Although Microsoft is joining the Open Invention Network, it is not licensing all of their patents and they do not plan to open source any new codes. However, they are authorizing the use of all 60,000 Linux patents in their possession. Likewise, Microsoft is not transferring ownershipof any patents they already hold, including Linux-based ones, to OIN. They are simply authorizing their use for any other members of the group. By joining the network, Microsoft is giving each member permission to use Linux tech in their operations without needing to worry about any for of litigation.

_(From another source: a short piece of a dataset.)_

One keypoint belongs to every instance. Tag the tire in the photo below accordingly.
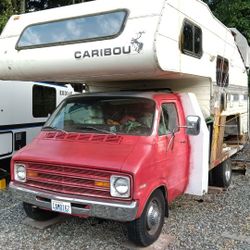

Eric Anderson, Corporate Vice President, Deputy General Counsel at Microsoft, announced the decision onthe company’s blog. He said, “At Microsoft, we take it as a given that developers do not want a binary choice between Windows vs. Linux or .NET vs Java – they want cloud platforms to support all technologies. They want to deploy technologies at the edge – on any device – that meet customer needs. We also learned that collaborative development through the open source process can accelerate innovation.” Clearly, Microsoft understands the importance of better technology for the greater good and is ready and willing to work alongside their competition and share in the opportunities their Linux based products offer.

This move, as well as other efforts made by Microsoft, is part of a broader movement to steer the software industry away from legal action and costly patent protection lawsuits. Open source technologies have become important in the technology space and are now crucial for software system operations for companies across the board.

Elon Musk, CEO of Tesla, said when speaking about the long legal battles associated with patent law, “you wonder who’s really benefiting there and it seems like neither one,”.. Now being part of the open-software development, Microsoft and other companies in OIN will get a more diverse perspective, helping the more of the overall industry acquire the best software to date.